The Intellectual Journey Ahead
Moving from traditional notions of industrial environmental performance toward models and metrics of sustainable enterprise represents a long and difficult yet exciting and potentially rewarding journey. The journey has just begun. The scientific challenges of constructing and operationalizing impact-based metrics, geared to targets of sustainable systems, and gauging ecological and social consequences in a holistic and dynamic manner are extraordinary (Costanza et al., 1993).

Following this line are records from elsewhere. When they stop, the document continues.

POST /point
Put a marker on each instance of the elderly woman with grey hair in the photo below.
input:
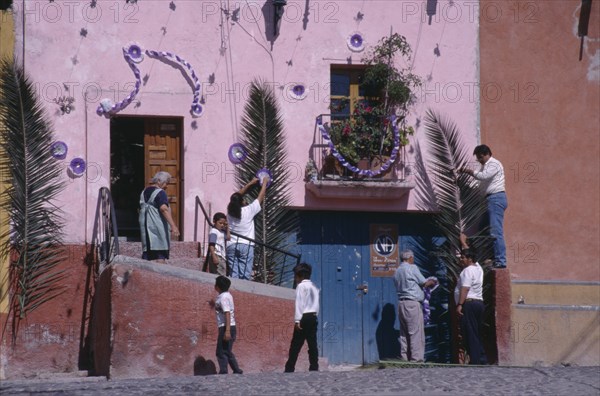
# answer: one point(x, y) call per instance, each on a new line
point(156, 222)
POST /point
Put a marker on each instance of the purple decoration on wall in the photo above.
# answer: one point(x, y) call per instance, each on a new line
point(237, 153)
point(133, 54)
point(77, 166)
point(59, 150)
point(264, 172)
point(356, 42)
point(196, 108)
point(298, 89)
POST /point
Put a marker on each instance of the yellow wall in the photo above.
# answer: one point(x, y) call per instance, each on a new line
point(559, 323)
point(7, 43)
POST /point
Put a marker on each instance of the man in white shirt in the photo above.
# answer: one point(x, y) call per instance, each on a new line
point(491, 178)
point(305, 319)
point(468, 296)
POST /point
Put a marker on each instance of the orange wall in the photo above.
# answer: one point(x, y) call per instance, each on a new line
point(539, 115)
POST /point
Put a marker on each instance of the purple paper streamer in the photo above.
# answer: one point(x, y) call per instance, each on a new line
point(134, 49)
point(196, 108)
point(362, 172)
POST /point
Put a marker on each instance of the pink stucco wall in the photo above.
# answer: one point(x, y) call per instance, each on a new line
point(77, 45)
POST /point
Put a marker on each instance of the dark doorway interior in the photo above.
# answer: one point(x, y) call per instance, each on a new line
point(127, 172)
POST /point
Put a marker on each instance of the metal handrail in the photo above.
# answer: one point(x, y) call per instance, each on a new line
point(266, 278)
point(105, 235)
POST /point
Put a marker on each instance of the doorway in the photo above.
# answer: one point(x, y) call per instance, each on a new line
point(140, 147)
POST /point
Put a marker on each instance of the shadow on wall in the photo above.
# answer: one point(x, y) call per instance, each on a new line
point(387, 335)
point(204, 367)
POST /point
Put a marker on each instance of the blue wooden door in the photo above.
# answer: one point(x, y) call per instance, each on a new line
point(342, 300)
point(358, 318)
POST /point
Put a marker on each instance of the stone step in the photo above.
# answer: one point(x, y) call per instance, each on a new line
point(179, 250)
point(568, 293)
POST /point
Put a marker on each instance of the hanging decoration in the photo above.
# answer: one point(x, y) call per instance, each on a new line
point(298, 91)
point(362, 172)
point(262, 173)
point(59, 150)
point(356, 42)
point(134, 54)
point(237, 153)
point(77, 166)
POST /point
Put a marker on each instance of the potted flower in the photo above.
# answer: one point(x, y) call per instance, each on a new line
point(377, 125)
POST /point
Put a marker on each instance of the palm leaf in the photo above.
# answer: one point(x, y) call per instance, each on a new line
point(33, 240)
point(459, 203)
point(263, 136)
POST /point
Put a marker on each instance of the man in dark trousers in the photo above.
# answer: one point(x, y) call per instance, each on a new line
point(305, 317)
point(491, 183)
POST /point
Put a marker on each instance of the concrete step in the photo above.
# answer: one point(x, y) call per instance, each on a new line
point(556, 293)
point(179, 250)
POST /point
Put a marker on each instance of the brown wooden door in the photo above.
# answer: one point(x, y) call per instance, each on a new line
point(162, 152)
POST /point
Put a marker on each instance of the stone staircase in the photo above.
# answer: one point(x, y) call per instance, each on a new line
point(186, 255)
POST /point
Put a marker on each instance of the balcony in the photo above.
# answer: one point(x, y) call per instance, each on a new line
point(380, 177)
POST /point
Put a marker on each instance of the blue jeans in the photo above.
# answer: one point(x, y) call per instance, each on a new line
point(224, 352)
point(240, 259)
point(497, 204)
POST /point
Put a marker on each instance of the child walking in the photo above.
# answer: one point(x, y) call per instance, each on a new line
point(305, 327)
point(216, 262)
point(226, 325)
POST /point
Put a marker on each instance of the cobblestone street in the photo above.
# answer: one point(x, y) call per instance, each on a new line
point(459, 380)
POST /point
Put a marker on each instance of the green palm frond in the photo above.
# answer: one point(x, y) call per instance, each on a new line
point(263, 136)
point(33, 239)
point(459, 203)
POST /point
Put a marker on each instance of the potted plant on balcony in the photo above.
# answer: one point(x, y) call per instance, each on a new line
point(377, 130)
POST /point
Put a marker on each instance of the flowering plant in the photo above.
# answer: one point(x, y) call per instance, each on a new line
point(368, 132)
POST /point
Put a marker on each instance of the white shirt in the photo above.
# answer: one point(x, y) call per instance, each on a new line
point(218, 238)
point(471, 277)
point(491, 176)
point(224, 303)
point(307, 299)
point(245, 225)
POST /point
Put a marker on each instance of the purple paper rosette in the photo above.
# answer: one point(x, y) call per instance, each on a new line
point(135, 52)
point(298, 91)
point(237, 153)
point(59, 150)
point(262, 173)
point(77, 166)
point(356, 42)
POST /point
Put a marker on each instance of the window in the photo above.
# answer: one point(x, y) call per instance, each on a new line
point(346, 90)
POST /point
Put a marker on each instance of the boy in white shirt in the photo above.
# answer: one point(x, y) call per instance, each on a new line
point(226, 323)
point(305, 318)
point(216, 262)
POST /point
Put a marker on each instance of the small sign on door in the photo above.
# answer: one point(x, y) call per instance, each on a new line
point(384, 249)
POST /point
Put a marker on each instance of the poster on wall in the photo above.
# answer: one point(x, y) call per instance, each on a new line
point(384, 249)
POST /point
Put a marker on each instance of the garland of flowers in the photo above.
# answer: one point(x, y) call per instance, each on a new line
point(135, 54)
point(362, 172)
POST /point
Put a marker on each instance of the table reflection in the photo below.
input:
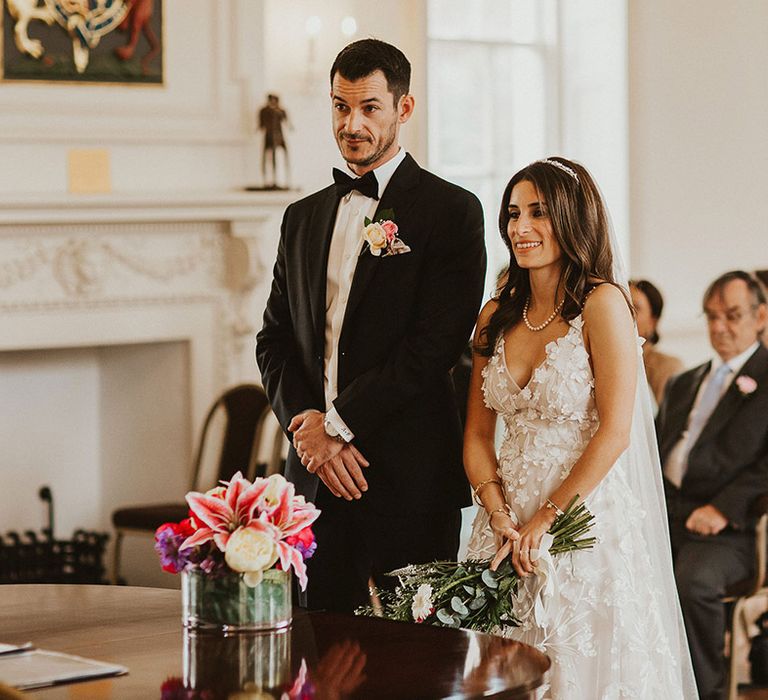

While the task of developing sustainability standards and associated metric systems will involve the scientific, governmental, corporate and nongovernmental communities, the responsibility for ensuring a sustainable world will fall largely on the shoulders of the world's businesses.
"Between the idea and the reality, between the conception and the creation, falls the shadow," said T.S. Eliot. The notions and metrics of sustainable enterprise currently lie in this shadow. The central task of corporate leaders moving into the next century is to bring them into the light.